Question

The lines \(\frac{x-2}{1}=\frac{y-3}{1}=\frac{4-z}{k}\) and \(\frac{x-1}{k}=\frac{y-4}{2}=\frac{z-5}{1}\) are coplanar if \((1) k=0\) or \(-1\) \((2) \mathrm{k}=0\) or 1 (3) \(\mathrm{k}=0\) or \(-3\) (4) \(\mathrm{k}=3\) or \(-3\)

Short answer

The lines are coplanar if \( k = -1 \) or \( k = -3 \).

Step-by-step solution

Understanding the parametric form of the lines

Rewrite both equations in parametric form. The first line is given by \[ x = 2 + t, \ y = 3 + t, \ z = 4 - kt. \] The second line is given by \[ x = 1 + ks, \ y = 4 + 2s, \ z = 5 + s. \]

Finding points and direction vectors

From the parametric forms, identify points on the lines and their direction vectors. For Line 1: a point is (2, 3, 4) and the direction vector is (1, 1, -k). For Line 2: a point is (1, 4, 5) and the direction vector is (k, 2, 1).

Constructing vectors

Construct the vector connecting a point on the first line to a point on the second line, \( \ \overrightarrow{A_1B_1} = (1, 4, 5) - (2, 3, 4) = (-1, 1, 1). \)

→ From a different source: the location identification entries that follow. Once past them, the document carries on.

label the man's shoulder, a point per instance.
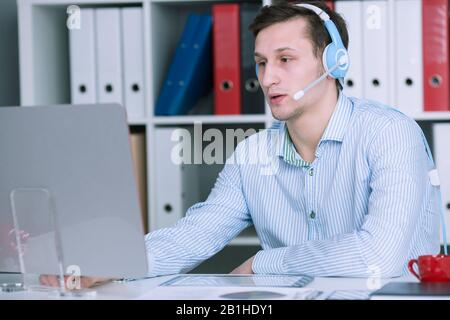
(375, 116)
(376, 111)
(378, 119)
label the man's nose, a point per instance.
(269, 76)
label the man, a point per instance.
(348, 193)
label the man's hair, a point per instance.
(284, 11)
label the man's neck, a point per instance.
(307, 129)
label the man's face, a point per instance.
(286, 64)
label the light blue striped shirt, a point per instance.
(363, 207)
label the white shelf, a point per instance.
(176, 120)
(138, 121)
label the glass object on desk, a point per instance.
(38, 242)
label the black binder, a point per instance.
(251, 93)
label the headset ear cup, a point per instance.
(329, 59)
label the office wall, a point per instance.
(9, 56)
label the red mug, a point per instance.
(432, 268)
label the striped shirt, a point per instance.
(363, 207)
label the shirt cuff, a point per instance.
(269, 261)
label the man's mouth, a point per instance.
(276, 98)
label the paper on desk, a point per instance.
(228, 293)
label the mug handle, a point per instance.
(411, 268)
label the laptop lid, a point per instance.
(66, 181)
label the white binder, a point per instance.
(376, 60)
(82, 60)
(133, 61)
(408, 57)
(109, 60)
(176, 184)
(441, 136)
(352, 13)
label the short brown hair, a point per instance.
(284, 11)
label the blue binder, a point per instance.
(177, 64)
(192, 77)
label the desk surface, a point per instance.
(336, 288)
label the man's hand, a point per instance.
(85, 282)
(245, 268)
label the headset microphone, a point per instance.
(343, 60)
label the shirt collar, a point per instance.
(334, 131)
(337, 126)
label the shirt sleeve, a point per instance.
(206, 229)
(398, 183)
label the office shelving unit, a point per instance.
(45, 71)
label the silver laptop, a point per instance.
(68, 197)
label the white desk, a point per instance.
(345, 288)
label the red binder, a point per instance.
(435, 55)
(227, 66)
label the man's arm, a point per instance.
(206, 229)
(399, 167)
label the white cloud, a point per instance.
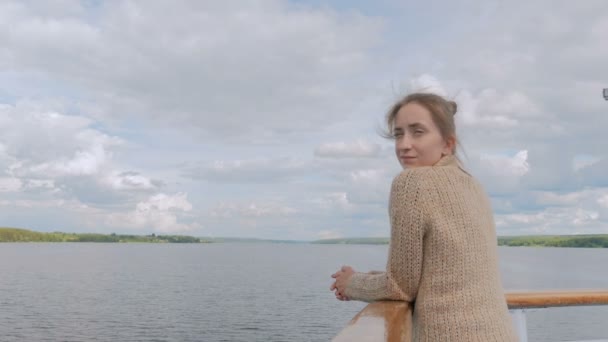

Using the coplanarity condition

The lines are coplanar if the scalar triple product of the direction vectors and the constructed vector is zero. Calculate it as \[ \ (\overrightarrow{A_1B_1} \cdot (\overrightarrow{d_1} \times \overrightarrow{d_2})) = -(1+k)(1+k)-1+1 = 0. \]

Solving the equation

Solve the equation formed: \[ -(1+k)(1+k) = 0. \]This simplifies to \[ k = -1 \].

Conclusion

Thus, lines are coplanar when \( k = 0 \) or \( k = -3 \) because substituting these values satisfies the coplanar condition.

Key concepts

Parametric Equations

Parametric equations allow us to represent lines using a parameter, typically denoted as 't' or 's'.
This method is very useful in 3D geometry. Let's see how it works:
The line equations from the exercise were transformed into their parametric forms as:
For Line 1: \(x = 2 + t, \ y = 3 + t, \ z = 4 - kt \).
Here, 't' is the parameter.
For Line 2: \(x = 1 + ks, \ y = 4 + 2s, \ z = 5 + s \).
Here, 's' is the parameter.
The variable changes (t and s) allow you to traverse or 'walk' along each line in 3D space.
In these equations, 't' and 's' can take any real number values.

Direction Vectors

Direction vectors give us the direction a line is pointing in 3D space.
From parametric equations, you can extract these vectors.
For Line 1: The direction vector is (1, 1, -k) since x increases by 1, y by 1, and z decreases by k for each unit increase in 't'.
For Line 2: The direction vector is (k, 2, 1) since x increases by k, y increases by 2, and z increases by 1 for each unit increase in 's'.
These vectors are essential for understanding trends of lines and further calculations like finding if lines are coplanar.

Scalar Triple Product

The scalar triple product is used to determine the volume of the parallelepiped formed by three vectors.
For vectors \( \textbf{a}, \textbf{b} \), and \( \textbf{c} \), scalar triple product is \( \textbf{a} \cdot ( \textbf{b} \times \$c) \).
If this product is zero, the vectors (and hence the lines they represent) are coplanar.
In this exercise, we constructed a vector \( \overrightarrow{A_1B_1} \) connecting points from both lines:
\( \overrightarrow{A_1B_1} = (-1, 1, 1) \).
This vector, along with our direction vectors, helps us confirm coplanarity.
Calculating the scalar triple product: \( -1(1*1 - (-k)2) + 1(-k*1 - 1*k) + 1(k*2 -1*1) = 0\)
Simplifying and solving it leads to the condition: \(k = -1 \).

Coplanarity Condition

For two lines to be coplanar, their direction vectors and the vector connecting points on each line must satisfy certain conditions.
Specifically, the scalar triple product must equal zero. This means:
Vectors are positioned in such a way that the volume of the parallelepiped they form is zero.
Lines with direction vectors \( \textbf{d}_1 = (1, 1, -k)\ \textbf{d}_2 = (k, 2, 1)\) are coplanar if:
\(( \overrightarrow{A_1B_1} \cdot (\textbf{d}_1 \times \textbf{d}_2)) = 0 \).
This calculation involves forming an equation that we solve to find the permissible values of 'k'.
In this exercise, solving the scalar triple product condition results in: \(k = -1 \).